Slumdogs & Millionaires

Posted on 05. Jan, 2009 by Indian in India, Observations

I have watched Slumdog Millionaire, an Indian story directed by British director Danny Boyle three times now. Each time the theater was packed, and each time the film was met with a standing ovation (even at a film market where the room was packed with cynical film buyers).

For years I have nursed a resentment against Indian cinema, also known as Bollywood. Slumdog Millionaire is an English language film with more Hindi in it without sub titles than in a three hour Bollywood flick. Bollywood is a name given to rag-tag collection of song dance sequences with astonishing pelvic shoving and rotating movements by middle aged men and women. The songs are woven together without dialogue and story, by superstars who earn more than Bill Gates, into three hour obscenities.

Slumdog Millionaire is a profoundly moving experience. To Indians living outside India it is a film that brings great relief. We can now stop lying about India and its lightening progress and prosperity. The film has revealed the truth of Indian life as no other film or documentary has ever been able to do. The drama itself is fictional and at times flimsy, but the the frantic camera work set in real Mumbai slums, the direction, and the acting have an honesty about them unseen in Indian cinema or life. We no longer need to cling to a false image of India that is on a fictional ride to super-powerdom to feel proud as Indians. We no longer need to close our eyes and shut our minds to the unspeakable levels of poverty, crime and decay in our nation. It is equally a relief for those westerners who have pretended to buy the Indian yarn of great strides of progress so they do not step on the feelings of us Indians. Now that the truth is out in the open, it has set us free. We can genuinely feel good for what we are as Indians and what we have achieved as individuals and a civilization. But we must also truthfully and honestly embrace the naked reality of the deep malaise of the country and how irretrievably many millions of lives are being lost to poverty.

There is no undermining Indian achievement but the yarn has been spun too thin. India’s status as an economic entity and a global power hangs by this thin yarn and every so often deep troubles are exposed by many small failures. In Slumdog, the film based on a novel by Indian civil servant Vikas Swaroop, we finally have an image of India that we can embrace and thus stop pretending about the non-existence of this real India.

There are more Indians living in slums than the entire population of Holland. Indians as a prosperous class are only to be found outside India where their abilities are not constrained. There are also more Indians on world’s rich lists than any other developing country with such enormous poverty. We can now let go of all fake presentations on India’s golden age and admit that much of the wealth that we see in the country has been criminally obtained. Wealth obtained legitimately is criminalised by a corrupt system of such depth and proportions that it has no parallels in human history. The real opportunity and some prosperity has been created by individuals despite the state. Just like the heroes of this film, prosperity comes at a high price to Indians. It requires more than good intention and effort, it needs compromises and pain no one should endure.

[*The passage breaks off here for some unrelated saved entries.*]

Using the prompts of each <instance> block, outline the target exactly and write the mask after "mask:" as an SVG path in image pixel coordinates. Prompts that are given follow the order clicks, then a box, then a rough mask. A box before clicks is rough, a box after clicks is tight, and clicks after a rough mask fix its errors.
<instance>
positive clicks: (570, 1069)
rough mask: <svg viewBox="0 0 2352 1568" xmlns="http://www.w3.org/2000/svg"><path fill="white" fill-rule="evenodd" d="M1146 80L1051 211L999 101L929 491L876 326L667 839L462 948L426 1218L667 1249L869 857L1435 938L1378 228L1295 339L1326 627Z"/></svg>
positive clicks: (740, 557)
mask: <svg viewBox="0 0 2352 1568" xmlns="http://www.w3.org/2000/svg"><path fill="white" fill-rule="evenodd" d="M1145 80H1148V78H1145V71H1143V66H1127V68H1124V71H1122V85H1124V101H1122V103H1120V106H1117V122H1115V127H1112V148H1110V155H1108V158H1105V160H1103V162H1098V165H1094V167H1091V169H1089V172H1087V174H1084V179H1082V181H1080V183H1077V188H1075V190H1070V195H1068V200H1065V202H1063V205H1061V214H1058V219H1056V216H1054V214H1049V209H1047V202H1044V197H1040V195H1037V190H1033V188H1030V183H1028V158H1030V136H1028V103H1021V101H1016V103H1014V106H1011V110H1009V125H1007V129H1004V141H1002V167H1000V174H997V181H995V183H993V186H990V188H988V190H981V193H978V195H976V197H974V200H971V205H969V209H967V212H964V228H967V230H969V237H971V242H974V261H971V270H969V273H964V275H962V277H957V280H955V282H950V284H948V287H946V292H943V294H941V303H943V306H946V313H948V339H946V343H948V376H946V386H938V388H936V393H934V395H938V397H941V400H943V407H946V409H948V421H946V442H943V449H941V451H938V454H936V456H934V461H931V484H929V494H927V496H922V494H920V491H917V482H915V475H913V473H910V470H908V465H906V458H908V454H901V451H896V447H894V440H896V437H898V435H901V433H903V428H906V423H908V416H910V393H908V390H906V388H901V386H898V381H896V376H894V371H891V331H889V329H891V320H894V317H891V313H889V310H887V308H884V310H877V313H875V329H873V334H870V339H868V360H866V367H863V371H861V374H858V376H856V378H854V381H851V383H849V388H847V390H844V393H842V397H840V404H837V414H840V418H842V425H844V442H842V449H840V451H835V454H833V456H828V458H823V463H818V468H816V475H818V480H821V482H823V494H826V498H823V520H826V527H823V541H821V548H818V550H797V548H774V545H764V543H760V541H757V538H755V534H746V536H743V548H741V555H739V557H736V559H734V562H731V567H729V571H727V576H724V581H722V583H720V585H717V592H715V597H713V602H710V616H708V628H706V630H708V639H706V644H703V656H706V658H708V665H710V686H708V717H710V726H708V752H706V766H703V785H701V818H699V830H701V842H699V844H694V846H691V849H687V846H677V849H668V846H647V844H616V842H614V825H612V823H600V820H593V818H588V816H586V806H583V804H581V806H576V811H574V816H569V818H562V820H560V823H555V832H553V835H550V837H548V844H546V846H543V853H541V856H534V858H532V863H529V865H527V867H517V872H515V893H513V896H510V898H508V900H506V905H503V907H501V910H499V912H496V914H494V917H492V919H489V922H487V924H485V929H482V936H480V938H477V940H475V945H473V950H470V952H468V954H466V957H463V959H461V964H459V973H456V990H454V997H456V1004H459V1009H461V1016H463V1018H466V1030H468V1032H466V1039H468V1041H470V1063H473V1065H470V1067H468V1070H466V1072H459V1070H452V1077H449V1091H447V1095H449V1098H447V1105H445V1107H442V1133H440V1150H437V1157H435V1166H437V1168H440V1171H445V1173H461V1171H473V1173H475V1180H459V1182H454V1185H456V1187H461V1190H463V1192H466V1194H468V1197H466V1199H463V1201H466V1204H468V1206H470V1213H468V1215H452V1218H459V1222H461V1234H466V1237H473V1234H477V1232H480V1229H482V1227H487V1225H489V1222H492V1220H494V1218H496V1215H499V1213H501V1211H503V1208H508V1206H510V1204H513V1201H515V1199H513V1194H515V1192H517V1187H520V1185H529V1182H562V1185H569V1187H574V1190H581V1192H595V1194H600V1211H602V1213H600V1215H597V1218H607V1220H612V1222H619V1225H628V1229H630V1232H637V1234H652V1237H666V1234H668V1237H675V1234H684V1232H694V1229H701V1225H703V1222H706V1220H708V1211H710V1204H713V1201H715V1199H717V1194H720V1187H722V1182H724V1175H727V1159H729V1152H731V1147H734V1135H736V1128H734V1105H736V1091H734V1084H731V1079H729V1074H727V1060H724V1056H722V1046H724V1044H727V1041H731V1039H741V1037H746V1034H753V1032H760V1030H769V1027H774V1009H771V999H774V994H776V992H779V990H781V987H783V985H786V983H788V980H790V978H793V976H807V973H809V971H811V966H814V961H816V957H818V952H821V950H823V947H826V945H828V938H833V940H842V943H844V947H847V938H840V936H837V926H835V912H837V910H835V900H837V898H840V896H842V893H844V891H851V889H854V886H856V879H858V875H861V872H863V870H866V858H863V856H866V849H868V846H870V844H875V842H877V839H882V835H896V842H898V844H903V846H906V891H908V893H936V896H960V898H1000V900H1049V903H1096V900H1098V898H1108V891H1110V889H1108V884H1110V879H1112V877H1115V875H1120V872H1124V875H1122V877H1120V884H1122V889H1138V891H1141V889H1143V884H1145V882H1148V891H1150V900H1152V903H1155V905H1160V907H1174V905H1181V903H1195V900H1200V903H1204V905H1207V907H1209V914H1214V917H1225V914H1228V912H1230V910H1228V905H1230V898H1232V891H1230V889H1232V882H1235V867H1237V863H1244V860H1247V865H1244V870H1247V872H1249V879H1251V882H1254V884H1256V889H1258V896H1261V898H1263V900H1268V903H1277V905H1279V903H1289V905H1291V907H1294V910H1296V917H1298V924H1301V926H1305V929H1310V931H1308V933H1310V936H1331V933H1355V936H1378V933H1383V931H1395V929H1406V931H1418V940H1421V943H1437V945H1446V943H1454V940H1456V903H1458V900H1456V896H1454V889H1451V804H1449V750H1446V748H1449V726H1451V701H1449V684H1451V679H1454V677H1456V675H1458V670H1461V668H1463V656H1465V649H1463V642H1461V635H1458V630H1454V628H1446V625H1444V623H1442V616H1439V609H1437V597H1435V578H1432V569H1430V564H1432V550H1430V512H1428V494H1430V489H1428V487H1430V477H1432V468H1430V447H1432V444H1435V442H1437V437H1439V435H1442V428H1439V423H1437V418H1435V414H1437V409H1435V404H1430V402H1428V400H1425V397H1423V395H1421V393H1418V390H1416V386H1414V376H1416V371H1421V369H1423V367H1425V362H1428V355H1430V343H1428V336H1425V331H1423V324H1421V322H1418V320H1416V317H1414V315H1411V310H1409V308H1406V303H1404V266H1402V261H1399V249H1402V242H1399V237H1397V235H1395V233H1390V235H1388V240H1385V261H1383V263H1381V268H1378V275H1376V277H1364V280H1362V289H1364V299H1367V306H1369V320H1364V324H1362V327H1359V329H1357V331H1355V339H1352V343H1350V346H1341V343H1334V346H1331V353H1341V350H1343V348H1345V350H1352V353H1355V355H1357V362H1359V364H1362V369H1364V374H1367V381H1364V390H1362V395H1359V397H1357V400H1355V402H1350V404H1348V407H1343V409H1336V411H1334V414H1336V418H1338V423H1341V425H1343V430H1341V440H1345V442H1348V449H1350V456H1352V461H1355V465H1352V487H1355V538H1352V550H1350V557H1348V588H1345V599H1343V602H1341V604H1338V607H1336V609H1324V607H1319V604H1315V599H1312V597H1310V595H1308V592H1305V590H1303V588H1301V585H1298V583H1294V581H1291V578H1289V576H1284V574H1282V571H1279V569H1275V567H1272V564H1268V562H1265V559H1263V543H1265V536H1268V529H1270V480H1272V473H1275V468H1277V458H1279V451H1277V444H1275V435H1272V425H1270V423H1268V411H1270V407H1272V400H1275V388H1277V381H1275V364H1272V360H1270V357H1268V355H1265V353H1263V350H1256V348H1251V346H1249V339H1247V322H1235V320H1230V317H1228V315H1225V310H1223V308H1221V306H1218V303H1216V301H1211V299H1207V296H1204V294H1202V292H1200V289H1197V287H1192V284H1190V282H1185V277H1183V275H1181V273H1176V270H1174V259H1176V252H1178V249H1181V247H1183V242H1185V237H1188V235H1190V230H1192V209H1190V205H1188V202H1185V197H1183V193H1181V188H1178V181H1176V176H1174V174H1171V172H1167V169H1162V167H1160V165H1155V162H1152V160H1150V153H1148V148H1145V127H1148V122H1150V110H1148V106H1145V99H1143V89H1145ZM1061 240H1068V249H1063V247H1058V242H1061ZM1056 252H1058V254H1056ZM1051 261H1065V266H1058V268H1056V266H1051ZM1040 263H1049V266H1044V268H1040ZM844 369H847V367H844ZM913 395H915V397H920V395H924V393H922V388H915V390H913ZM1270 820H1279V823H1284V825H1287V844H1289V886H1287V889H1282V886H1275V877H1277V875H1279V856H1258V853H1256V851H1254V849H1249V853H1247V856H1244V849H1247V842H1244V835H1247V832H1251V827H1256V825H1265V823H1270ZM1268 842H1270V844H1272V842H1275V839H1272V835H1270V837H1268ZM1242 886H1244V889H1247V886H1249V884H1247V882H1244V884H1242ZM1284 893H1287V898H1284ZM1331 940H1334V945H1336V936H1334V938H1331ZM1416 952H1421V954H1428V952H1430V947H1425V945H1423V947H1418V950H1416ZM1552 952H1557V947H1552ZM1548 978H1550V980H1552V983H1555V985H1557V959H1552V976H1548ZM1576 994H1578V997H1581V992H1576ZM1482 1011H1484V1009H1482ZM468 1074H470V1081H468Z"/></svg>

The star of the film Jamal and his brother Salim are what Indians call serial entrepreneurs. They constantly invent professions and expertise to get by. They represent a billion people of India where enterprise is the only way to survive. They are all trying to break through or die trying the ring fence of corruption restricting every aspect of economic life. Only a rare few ever break. Most urban poor are like Jamal, the Slumdog, who acquires knowledge through crumbs of overheard conversations and has one in a ten million shot at wealth.

I have no way of knowing how it will be received in India. I hope that the film will be welcomed and that it will be a cause of celebration and introspection.

That introspection will not come from Indian cinema. Most Bollywood movies now have one genre – superstars play the ordinary dude playing the superstar who gets the babe in the bikini. The Indian cinema had a claim to dreams for many decades. Now it has moved into indefensible territories of make-believe that can only rear corruption in young minds and distract people from a reality they need to fix. But Indian cinema is not the cause of India’s problems. It is just one of the symptoms. The introspection provoked by this film must go beyond cinema.

The empirical and statistical arguments of India’s growth that have been presented to the western world need to be set aside. The global financial system has failed and no one gives a fuck about India’s growth rate generated by computer financial models. Even if they return, foreign handouts and speculative casino capital will not forge India’s future. It will be made at home if Indians are liberated from the crushing poverty, corruption and crime. What India needs is a recognition of the dire condition in which the Indians now are. Urban and rural poor in hundreds of millions are living far below subsistence. And if they are above it, there is no cause for trumpeting their movement across this imaginary line of poverty, because that is hardly an existence either.

The least we can do is acknowledge this truth. With that alone starts the process of saving lives and building them. Nations are made of people not statistics. We, the privileged Indians, must look in the eyes of slumdog Indians and find ways to rekindle hope that they can have a shot at millions too without selling their soul to the devil. Go see the film and spare a tear for India.